LE TRACCE (BAROCCHE) DEL
CORTEGIANO
AVEVA VENTUN ANNI quando morì, la poetessa Ippolita Torelli, figlia del conte di Guastalla e di una Bentivoglio di Bologna, moglie di Baldassarre Castiglione. Correva l’anno 1520. Lui, il vedovo umanista, si fece prete, scrisse il noto Cortegiano, finì nunzio apostolico di Clemente VII e morì di febbre, a Toledo in Spagna, all’età di cinquant’anni. Ecco perché di lui riposa la memoria ma non il corpo, nel cenotafio che fu per lui disegnato da Giulio Romano mentre il sommo architetto progettava Palazzo Te a Mantova. Guardatelo con attenzione, e già vi potrete intuire il primo segno di passaggio dal Rinascimento alla Maniera e al Barocco. E questo ci porta nella chiesa di Santa Maria delle Grazie fuori Mantova, nota per la sua potente raccolta di ex voto. Poi tornati in città, di fronte a Palazzo Ducale, sulla piazza, esiste ancora la casa dove egli abitava. Oggi ha cambiato destinazione. Ma la pietra che adorna il portone d’ingresso è rimasta intatta, con un decoro intagliato quattrocentesco che testimonia i brividi sottili del Rinascimento nascente. Solo in Italia esiste il museo diffuso, che vi consente di passar la mano e accarezzare gli stessi rilievi che furono toccati dal garbo dei più garbati gentiluomini del Cinquecento, e passare dal Rinascimento esordiente alla sua mutazione ultima.

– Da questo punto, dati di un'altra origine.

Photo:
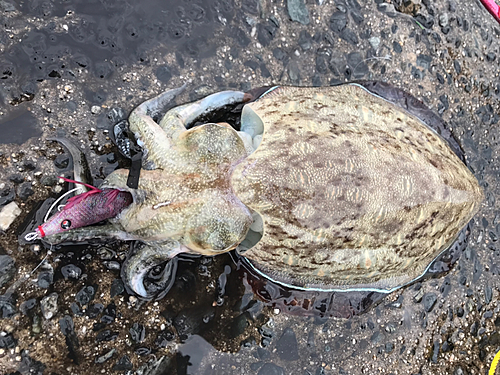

L’attenzione tutta italiana del far “bella figura” nasce all’inizio del Cinquecento: se Machiavelli si era dedicato alle “virtù” politico-militari del Principe, i primi trattati utili al viver civile sono Il Cortegiano del Castiglione e Il Galateo di monsignor Della Casa. Caterina de’ Medici li muterà in bon ton alla corte di Francia.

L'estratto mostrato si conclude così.